Feeny swore a great oath. "That—Tweed!"
"No!" he cried. "No! 'Twas not Tweed. Little need had he to do it. 'Twas done fer'm be the toads that wanted to get right with 'm. There's the danger! Whin yeh fight Tammany, yeh fight all the thaves, an' liars, an' jail-burds that do the dirty work without bein' told—in the hopes av what they'll get fer it. Yeh'll fight Tammany, d'yeh think? The dogs that live off Tammany's leavin's, they're the ones yeh'll fight, Feeny. An' God hilp yeh!" He reached his hands up over his head. "God hilp yeh, fer yeh'll need it. It's me that knows—me that's laid awake nights holdin' mesilf down in me bed to kape from leapin' at the bars like a wild-cat—me that's been buried alive these thurty years, a livin' corpse—me that's lost wife, an' child, an' frien's, an' fam'ly—all lost, Feeny, all lost!" He broke into sobs, his old toothless mouth trembling and distorted, the thin tears streaking the hollow of his cheeks. "Me! The husk av a man! Me that dare not go into a crowd—that dare not so much as inter a departmint store—fer the fear av what might happen to drag me back to me cell! Out on commuted sintince fer good conduc'! All the life wrung from me, drop by drop, an' the dried rind av me thrown out here in the gutter! Take yer lesson here, Feeny. Take it here, fer it's bitter teachin' yeh'll get from thim!"
Feeny took off his helmet and wiped his forehead. The old man sank down on himself exhausted.
"At first I thought 'twas all done be way av just frightenin' me—that after a month er more some one 'd come foorth an' clear me, an' I'd go back to Molly contint to have no more to do with Tweed, ner Tammany, ner any other .... Thin Molly died, an' the child after, an' she ust to come to me like, at nights—with the ruffles 'round her neck, an' all, an' her black hair pinned up the way she ust to pin it up fer bed—an' we'd whisper an' talk low togither fer fear the guards 'd hear us ... Well, well, 'twas years since—years an' years since. I was half crazed, no doubt.
"She wint, like iv'rythin' ilse. Molly wint. I dunno how ner why. An' I kep' writin' fer pardons—writin'—an' talkin' to this one an' that one—year in an' year out ... I was 'Trusty' av' Millionaires' Row,' as they called it; an' they all promised to hilp me whin they'd get out—Jawn Y. McCabe an' Biff Ellis an' all the rest. An' some one hilped me, no doubt; fer Guv' ner Roosevelt commuted me sintince to fifty-five years, an' I got twinty-two off fer good conduc', an' here I am ... Here I am."
There followed the silence of despair—the old man hunched up on his barrel, gazing at nothing and sucking on his cold pipe—and Feeny standing with his jaws set, blinking at the red lights in the road.
"What'll I do, then?" he said at last. "What'll I do?"

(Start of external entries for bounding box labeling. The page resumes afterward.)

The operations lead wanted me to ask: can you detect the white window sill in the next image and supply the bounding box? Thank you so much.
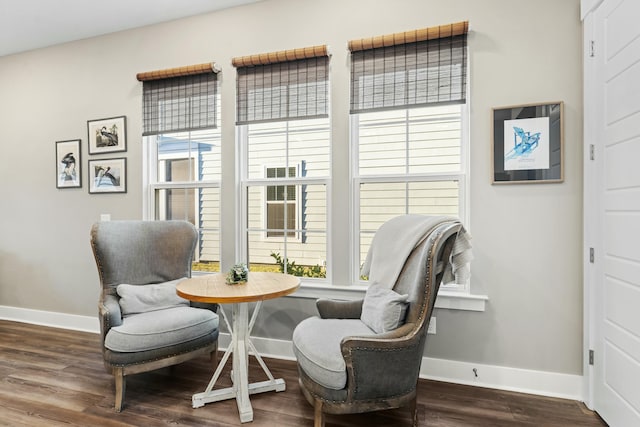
[288,282,489,311]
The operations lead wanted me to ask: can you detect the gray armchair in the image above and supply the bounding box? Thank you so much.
[91,221,218,412]
[293,216,462,427]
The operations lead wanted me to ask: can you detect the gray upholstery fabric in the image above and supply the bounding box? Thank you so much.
[116,277,189,316]
[91,221,198,287]
[293,317,375,390]
[91,221,219,412]
[104,306,218,353]
[293,221,462,425]
[360,284,409,334]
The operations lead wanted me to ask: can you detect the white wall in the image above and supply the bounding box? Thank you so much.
[0,0,582,382]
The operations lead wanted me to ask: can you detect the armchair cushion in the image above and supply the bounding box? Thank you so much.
[293,317,375,390]
[116,278,189,316]
[104,306,218,352]
[360,285,409,334]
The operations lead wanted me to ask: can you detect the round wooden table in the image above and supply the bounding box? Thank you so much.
[176,272,300,423]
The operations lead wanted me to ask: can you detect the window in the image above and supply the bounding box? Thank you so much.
[349,22,469,290]
[233,46,331,280]
[138,64,221,271]
[265,167,299,241]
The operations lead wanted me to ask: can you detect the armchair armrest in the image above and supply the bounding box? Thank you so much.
[316,298,363,319]
[98,295,122,336]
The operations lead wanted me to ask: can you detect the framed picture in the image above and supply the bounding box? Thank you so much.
[89,157,127,194]
[56,139,82,188]
[87,116,127,154]
[493,102,564,184]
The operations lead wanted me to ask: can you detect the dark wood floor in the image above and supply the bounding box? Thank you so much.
[0,320,605,427]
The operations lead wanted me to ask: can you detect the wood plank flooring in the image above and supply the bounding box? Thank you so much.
[0,320,606,427]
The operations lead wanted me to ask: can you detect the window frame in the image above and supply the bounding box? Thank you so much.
[236,118,332,280]
[349,102,471,295]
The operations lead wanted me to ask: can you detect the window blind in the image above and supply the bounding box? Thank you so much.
[349,21,469,113]
[136,63,218,135]
[232,45,329,125]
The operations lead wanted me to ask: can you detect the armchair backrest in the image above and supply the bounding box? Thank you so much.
[393,222,462,331]
[91,221,198,291]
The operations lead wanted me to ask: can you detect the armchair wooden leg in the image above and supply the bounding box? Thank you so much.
[313,399,324,427]
[113,368,127,412]
[409,393,418,427]
[209,346,218,371]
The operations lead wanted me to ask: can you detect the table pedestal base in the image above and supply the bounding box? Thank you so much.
[192,302,286,423]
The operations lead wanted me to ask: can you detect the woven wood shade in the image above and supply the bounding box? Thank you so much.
[232,45,329,125]
[349,21,469,114]
[349,21,469,52]
[136,62,220,82]
[231,45,327,67]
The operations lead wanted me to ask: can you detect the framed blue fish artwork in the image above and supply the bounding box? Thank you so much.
[493,102,564,184]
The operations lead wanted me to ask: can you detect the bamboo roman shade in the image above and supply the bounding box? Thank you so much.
[232,45,329,125]
[136,63,218,135]
[349,21,469,113]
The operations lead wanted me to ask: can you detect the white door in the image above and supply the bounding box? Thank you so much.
[585,0,640,427]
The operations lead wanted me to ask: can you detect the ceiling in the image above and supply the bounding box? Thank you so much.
[0,0,259,56]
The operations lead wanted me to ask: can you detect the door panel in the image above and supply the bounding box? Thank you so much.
[585,0,640,427]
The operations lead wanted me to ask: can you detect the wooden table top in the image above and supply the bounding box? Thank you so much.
[176,272,300,304]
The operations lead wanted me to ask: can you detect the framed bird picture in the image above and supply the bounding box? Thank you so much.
[87,116,127,154]
[56,139,82,188]
[88,157,127,194]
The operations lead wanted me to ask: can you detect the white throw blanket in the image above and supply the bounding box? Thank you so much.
[361,215,473,289]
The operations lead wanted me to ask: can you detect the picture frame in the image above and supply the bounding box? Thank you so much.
[56,139,82,189]
[492,101,564,184]
[88,157,127,194]
[87,116,127,154]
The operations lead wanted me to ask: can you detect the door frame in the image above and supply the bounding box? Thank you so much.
[580,0,604,410]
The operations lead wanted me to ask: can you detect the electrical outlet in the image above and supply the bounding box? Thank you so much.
[427,316,436,335]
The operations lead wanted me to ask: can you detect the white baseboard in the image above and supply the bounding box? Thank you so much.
[0,306,584,401]
[0,305,100,334]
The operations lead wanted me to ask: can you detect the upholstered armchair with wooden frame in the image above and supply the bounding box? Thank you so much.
[293,221,462,427]
[91,221,218,412]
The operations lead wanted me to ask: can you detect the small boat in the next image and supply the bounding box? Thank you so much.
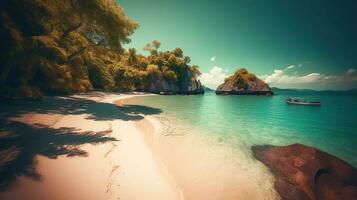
[286,97,321,106]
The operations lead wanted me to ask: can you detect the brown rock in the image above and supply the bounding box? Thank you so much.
[252,144,357,200]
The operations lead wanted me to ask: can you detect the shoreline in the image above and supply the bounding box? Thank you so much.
[0,92,183,200]
[122,96,278,200]
[0,92,277,200]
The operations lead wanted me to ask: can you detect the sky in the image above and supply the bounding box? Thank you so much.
[117,0,357,90]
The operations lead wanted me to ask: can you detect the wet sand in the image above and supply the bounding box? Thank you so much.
[0,93,181,200]
[0,93,277,200]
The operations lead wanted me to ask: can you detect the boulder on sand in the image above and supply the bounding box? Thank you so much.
[252,144,357,200]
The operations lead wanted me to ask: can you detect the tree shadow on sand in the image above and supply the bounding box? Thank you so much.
[0,94,161,192]
[0,121,116,191]
[0,96,162,121]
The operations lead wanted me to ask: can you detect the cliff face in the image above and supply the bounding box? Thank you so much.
[216,68,273,95]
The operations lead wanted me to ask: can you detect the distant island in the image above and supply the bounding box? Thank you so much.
[216,68,273,95]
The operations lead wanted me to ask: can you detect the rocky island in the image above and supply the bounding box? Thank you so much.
[216,68,273,95]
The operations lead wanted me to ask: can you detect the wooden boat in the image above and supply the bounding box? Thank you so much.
[286,97,321,106]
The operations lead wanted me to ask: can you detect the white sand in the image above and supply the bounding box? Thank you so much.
[0,93,182,200]
[0,92,278,200]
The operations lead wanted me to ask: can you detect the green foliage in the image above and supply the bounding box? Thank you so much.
[0,0,200,97]
[0,0,136,96]
[225,68,257,89]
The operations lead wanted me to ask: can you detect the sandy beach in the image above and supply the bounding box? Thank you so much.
[0,92,182,200]
[0,92,277,200]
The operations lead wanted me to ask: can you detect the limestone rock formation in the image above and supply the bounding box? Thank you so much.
[216,68,273,95]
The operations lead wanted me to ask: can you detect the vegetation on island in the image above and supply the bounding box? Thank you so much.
[0,0,200,98]
[216,68,273,95]
[224,68,257,89]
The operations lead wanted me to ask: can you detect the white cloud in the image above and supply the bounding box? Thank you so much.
[260,69,357,89]
[199,66,228,89]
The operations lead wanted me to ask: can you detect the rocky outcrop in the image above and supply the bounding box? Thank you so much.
[147,71,205,95]
[216,68,273,95]
[252,144,357,200]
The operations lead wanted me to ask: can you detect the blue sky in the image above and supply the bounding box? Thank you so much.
[118,0,357,89]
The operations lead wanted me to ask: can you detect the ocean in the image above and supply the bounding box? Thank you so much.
[131,91,357,167]
[126,92,357,199]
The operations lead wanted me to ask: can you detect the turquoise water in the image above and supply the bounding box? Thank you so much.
[131,92,357,167]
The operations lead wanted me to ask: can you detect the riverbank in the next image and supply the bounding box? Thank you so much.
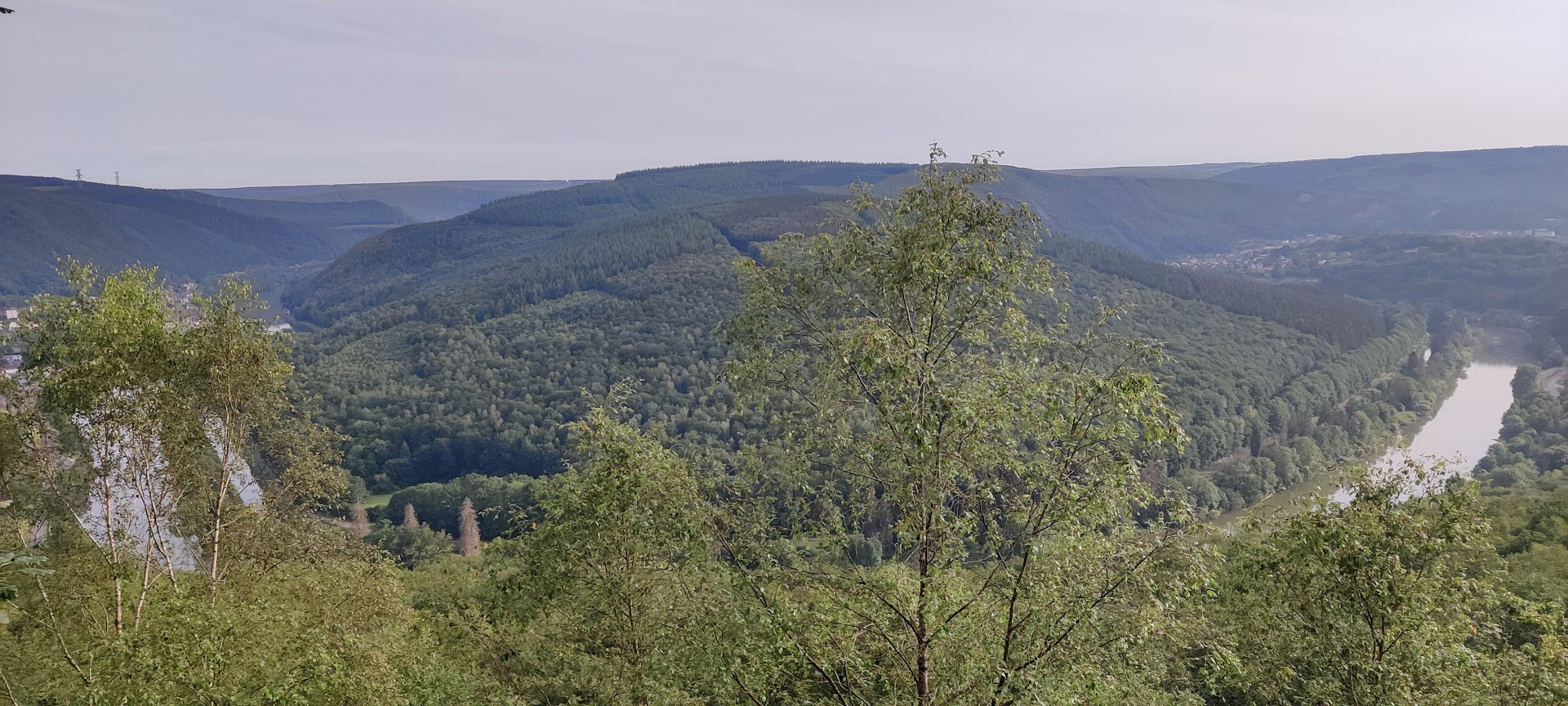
[1214,328,1529,527]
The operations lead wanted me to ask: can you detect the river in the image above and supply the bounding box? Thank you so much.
[1333,360,1518,502]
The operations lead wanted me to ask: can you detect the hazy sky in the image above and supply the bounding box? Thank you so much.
[0,0,1568,186]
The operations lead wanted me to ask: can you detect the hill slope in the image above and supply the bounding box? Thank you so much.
[0,176,412,302]
[278,163,1419,511]
[1215,146,1568,230]
[196,179,591,223]
[288,151,1568,324]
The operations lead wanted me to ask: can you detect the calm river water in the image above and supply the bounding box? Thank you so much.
[1333,363,1518,502]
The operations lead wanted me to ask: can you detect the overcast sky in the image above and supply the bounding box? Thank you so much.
[0,0,1568,186]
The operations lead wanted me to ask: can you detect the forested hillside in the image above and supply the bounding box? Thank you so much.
[288,163,1452,508]
[1215,146,1568,234]
[193,179,593,221]
[1246,234,1568,364]
[0,160,1568,706]
[0,176,412,303]
[1214,146,1568,210]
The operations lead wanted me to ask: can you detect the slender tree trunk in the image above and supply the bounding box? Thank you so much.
[99,454,126,636]
[914,510,934,706]
[208,411,234,602]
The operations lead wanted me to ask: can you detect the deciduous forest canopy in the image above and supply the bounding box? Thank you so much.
[0,149,1568,706]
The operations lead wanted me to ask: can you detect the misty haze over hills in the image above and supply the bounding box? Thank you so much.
[0,146,1568,300]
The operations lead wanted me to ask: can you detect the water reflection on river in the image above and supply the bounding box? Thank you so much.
[1333,363,1518,502]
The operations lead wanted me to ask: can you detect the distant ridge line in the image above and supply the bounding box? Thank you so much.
[615,160,917,181]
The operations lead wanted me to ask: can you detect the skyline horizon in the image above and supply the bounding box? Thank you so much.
[15,141,1568,191]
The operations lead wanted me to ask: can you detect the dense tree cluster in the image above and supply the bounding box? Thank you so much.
[0,161,1568,706]
[1261,234,1568,364]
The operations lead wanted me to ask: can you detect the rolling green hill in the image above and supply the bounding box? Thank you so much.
[196,179,591,221]
[0,176,414,302]
[1048,162,1261,179]
[285,162,1425,507]
[1215,146,1568,230]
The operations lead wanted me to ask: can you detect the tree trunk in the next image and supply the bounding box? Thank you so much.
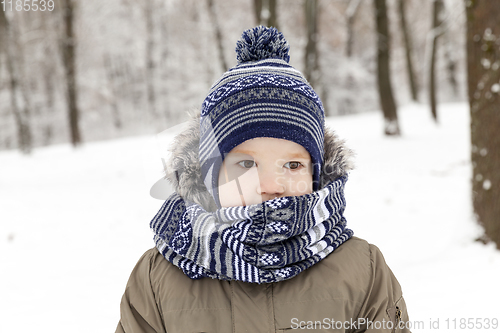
[207,0,228,72]
[465,0,500,249]
[429,0,443,122]
[345,0,361,58]
[398,0,418,102]
[62,0,82,147]
[304,0,319,87]
[267,0,279,30]
[443,33,458,96]
[375,0,401,135]
[253,0,264,25]
[253,0,279,30]
[0,10,33,154]
[144,0,158,118]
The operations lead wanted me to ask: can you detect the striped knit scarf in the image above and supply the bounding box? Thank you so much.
[150,176,353,283]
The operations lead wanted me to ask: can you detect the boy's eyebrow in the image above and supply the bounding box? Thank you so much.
[231,148,255,155]
[286,152,310,159]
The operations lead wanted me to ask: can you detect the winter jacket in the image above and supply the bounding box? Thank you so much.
[116,113,409,333]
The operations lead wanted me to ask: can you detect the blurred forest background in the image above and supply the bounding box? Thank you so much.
[0,0,500,244]
[0,0,467,152]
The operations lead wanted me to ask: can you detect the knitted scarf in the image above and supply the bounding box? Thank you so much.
[150,176,353,283]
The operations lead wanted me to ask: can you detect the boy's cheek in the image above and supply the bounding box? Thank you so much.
[219,171,262,207]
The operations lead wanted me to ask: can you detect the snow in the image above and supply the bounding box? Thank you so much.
[0,104,500,333]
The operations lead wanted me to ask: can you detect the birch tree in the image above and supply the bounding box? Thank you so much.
[374,0,400,135]
[465,0,500,249]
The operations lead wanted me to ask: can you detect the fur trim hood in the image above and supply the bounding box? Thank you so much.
[166,112,354,211]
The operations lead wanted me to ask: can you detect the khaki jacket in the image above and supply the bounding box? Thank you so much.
[116,237,409,333]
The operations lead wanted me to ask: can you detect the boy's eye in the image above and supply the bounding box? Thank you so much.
[238,160,255,169]
[284,161,302,170]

"Ay," the watchman answered, "what can yeh do? What can one man do to right what we've all av us made wrongs an' our fathers befoore us? We must make oursilves right first, Feeny, an' we can't do that. 'Tis in the nature av us—deep, deep! 'Tis like Jawn Y. McCabe that was sint up the river fer falsifyin' his register lists—an' I've seen him readin' his Bible in his cell iv'ry mornin', an' niver cud he see that he'd done wrong—niver' ... Tis our nature to folly the man an' niver the principle—to love and hate onreasonin'—to be all heart an' no head!" He put his pipe in his pocket and rose stiff-kneed. "'Twill all come right some day, whin we're dead an' gone, mebbe—but nayther through you ner me, Feeny—nayther through you ner me." He muffled himself in his horse-blanket. "Kape yer eye on thim planks a jiffy," he said huskily. "I'm goin' 'round the corner to get a dish av tay."
Feeny watched him go. The silence closed in behind the shuffling footsteps. The distant murmur of traffic was no more than the breathing of a city asleep. And Nicholas Pascal Feeny was alone with the curse of his land.
He took off his gloves. He tucked them into his belt. He drew a roll of bills from his pocket, counted off Tammany's tithe, and put it inside the sweat-leather of his helmet to have it handy. Even so!